CamelCamelCamel: Price History Extraction

CamelCamelCamel tracks Amazon price history and exposes chart data through predictable URL structures:

import httpx
import re
import json
from datetime import datetime, timezone


def get_camel_price_history(
    asin: str,
    proxy: str = None,
    store: str = "com",
) -> dict:
    """
    Extract price history data for an Amazon ASIN from CamelCamelCamel.

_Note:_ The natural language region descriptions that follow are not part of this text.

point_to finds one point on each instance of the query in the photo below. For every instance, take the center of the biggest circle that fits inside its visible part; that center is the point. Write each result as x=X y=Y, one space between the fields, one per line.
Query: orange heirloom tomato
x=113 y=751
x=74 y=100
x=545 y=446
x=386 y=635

    asin: Amazon ASIN (e.g., 'B0CHWRXH8B')
    store: Amazon store suffix ('com', 'co.uk', 'de', etc.)
    Returns dict mapping series name to list of {timestamp_ms, price} dicts.
    """
    # Map Amazon store to CamelCamelCamel domain
    domain_map = {
        "com": "camelcamelcamel.com",
        "co.uk": "uk.camelcamelcamel.com",
        "de": "de.camelcamelcamel.com",
        "co.jp": "jp.camelcamelcamel.com",
        "ca": "ca.camelcamelcamel.com",
        "com.au": "au.camelcamelcamel.com",
        "fr": "fr.camelcamelcamel.com",
        "it": "it.camelcamelcamel.com",
        "es": "es.camelcamelcamel.com",
    }
    domain = domain_map.get(store, "camelcamelcamel.com")
    url = f"https://{domain}/product/{asin}"

    headers = {
        "User-Agent": (
            "Mozilla/5.0 (Macintosh; Intel Mac OS X 10_15_7) "
            "AppleWebKit/537.36 (KHTML, like Gecko) "
            "Chrome/124.0.0.0 Safari/537.36"
        ),
        "Accept-Language": "en-US,en;q=0.9",
        "Referer": f"https://{domain}/",
        "Accept": "text/html,application/xhtml+xml",
    }

    client_kwargs = {}
    if proxy:
        client_kwargs["transport"] = httpx.HTTPTransport(proxy=proxy)

    with httpx.Client(
        headers=headers,
        follow_redirects=True,
        timeout=20,
        **client_kwargs,
    ) as client:
        resp = client.get(url)
        resp.raise_for_status()

    # CamelCamelCamel embeds Highcharts data as inline JS
    # Pattern: {"data":[[timestamp_ms, price], ...], "name": "label"}
    chart_data_pattern = re.compile(
        r'\{"data"\s*:\s*(\[\[.*?\]\])\s*,\s*.*?"name"\s*:\s*"([^"]+)"',
        re.DOTALL,
    )

    # Fallback pattern for different JS structure
    series_pattern = re.compile(
        r'"series"\s*:\s*\[(.*?)\]',
        re.DOTALL,
    )

    result = {}
    html = resp.text

    # Try direct data extraction
    for match in chart_data_pattern.finditer(html):
        data_json = match.group(1)
        name = match.group(2)
        try:
            points = json.loads(data_json)
            result[name] = [
                {
                    "timestamp_ms": p[0],
                    "price": p[1],
                    "date": datetime.fromtimestamp(p[0] / 1000, tz=timezone.utc).isoformat()[:10],
                }
                for p in points
                if len(p) == 2 and p[1] is not None
            ]
        except (json.JSONDecodeError, IndexError, TypeError):
            continue

    # If nothing found, try to extract product name at minimum
    if not result:
        title_match = re.search(r'<title>([^<]+)</title>', html)
        if title_match:
            result["_product_title"] = title_match.group(1).strip()
        result["_extraction_failed"] = True

    return result


def extract_price_stats_from_history(history: dict) -> dict:
    """
    Compute summary statistics from CamelCamelCamel price history.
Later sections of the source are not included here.